Product design, arti visive e artigianato: dall’esplorazione delle interferenze – o forse, bisognerebbe dire – delle sovrapposizioni – tra questi tre elementi nasce l’ispirazione di Maddalena Vantaggi, una vita dedicata alla creatività, dalla laurea in Product Design a Firenze attraverso la specialistica in Arti Visive a Venezia fino alla specializzazione in Design Locale e Sostenibile all’ESAV di Marrakech.
Oggi Maddalena è free lance con sede nello spazio di coworking OVO di Gubbio (PG), nonché docente di Product Design al NID – Nuovo Istituto di Designer di Perugia, e ha all’attivo progetti di surface design, shared design, riuso, design per l’infanzia, arte pubblica e design eugubino (ovvero di Gubbio). D’altronde, un pozzo di idee è quel che ci si aspetta da chi si presenta così:
Ciao Maddalena, ci spieghi di cosa ti sei occupata sinora?
La mia attività è molto varia ma essenzialmente legata al “mondo del progetto”. Lavoro quindi come product designer e artista visiva, esplorando le contaminazioni tra product design, artigianato e arte. Cerco di realizzare progetti che, oltre alla funzione, tentino di soddisfare i bisogni emotivi nascosti nella banalità del quotidiano; e mirano quindi alla sostenibilità culturale e sociale. Nell’ambito del design strettamente industriale, ad esempio, da qualche anno lavoro per il brand Nuvita ad una linea di prodotti per l’infanzia. Nell’ambito dell’artigianato, dopo aver fatto esperienze all’estero, in Brasile e in Marocco in particolare, sto collaboro con gli artigiani eugubini con l’obiettivo di conservare i “saperi artigianali” locali attraverso la cultura del design. Nell’ambito più strettamente artistico, oltre che di video e comunicazione, mi occupo di arte pubblica e arte utile, con progetti legati alle potenzialità del linguaggio artistico come strumento di indagine e di riflessione sociale; uno tra i mie progetti più conosciuti è Rifiuto Con Affetto, realizzato con il collettivo Publink del quale sono fondatrice insieme a Roberta Bruzzechesse e Maria Zanchi. Infine mi occupo di didattica e sono insegnante di design e arti visive presso istituti privati.

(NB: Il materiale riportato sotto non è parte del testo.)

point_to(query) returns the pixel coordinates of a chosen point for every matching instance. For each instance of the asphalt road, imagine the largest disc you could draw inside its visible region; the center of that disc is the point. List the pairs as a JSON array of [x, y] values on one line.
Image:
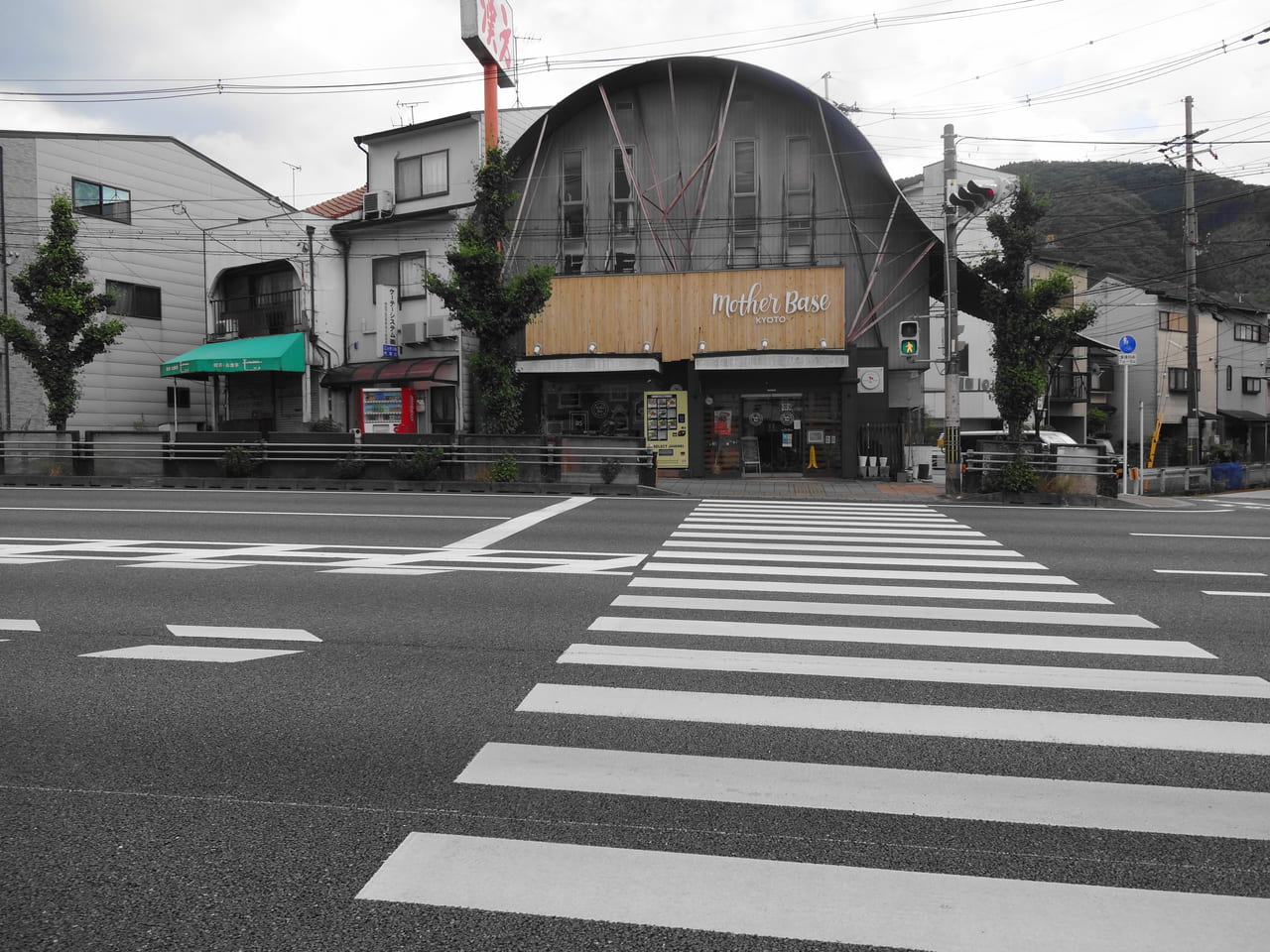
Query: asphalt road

Adesso cosa impegna le tue giornate?
Passo la maggior parte delle mie giornate allo studio OVO (“uovo” in eugubino: l’uovo è il collante in tutte le ricette, una forma perfetta, dove “nascono idee”) spazio di coworking che condivido con altri due colleghi, dove vivo la mia “vita a Tetris” per fare una citazione anni ‘80. Per portare avanti ogni giorno tutti i progetti contemporaneamente, devo suddividere il mio tempo che “gioco a incastrare”… Mi ritengo quindi fortunata ad essere così “occupata” in una Italia di “disoccupati”; ma penso anche che questa “fortuna” l’ho anche un po’ aiutata, ponendomi degli obiettivi che con fatica ma soddisfazione sono riuscita a raggiungere, almeno fino ad oggi.
Cosa intendi con il tuo progettare in maniera ecoLOGICAMENTE sostenibile?
La sostenibilità non è un concetto legato solo all’ambiente. È sostenibile tutto ciò che non implica danni irreversibili nel futuro; e quindi è sostenibile anche un’idea, un discorso, un fatto. E il design oggi non deve puntare a essere sostenibile solo nei materiali, ma anche nella logica di consumo e di utilizzo. Un progetto ad esempio può essere sostenibile dal punto di vista materico perché è stato realizzato con materiale di recupero; ma nel suo utilizzo può innescare atteggiamenti non sostenibili dal punti di vista sociale o culturale. Quindi l’ecologia è un concetto che interessa non solo la fase di produzione e dismissione dell’oggetto/progetto; ma va esteso alle conseguenze legate al suo utilizzo dal punto di vista sociale e culturale.
La parte dell’essere designer che ti piace di più?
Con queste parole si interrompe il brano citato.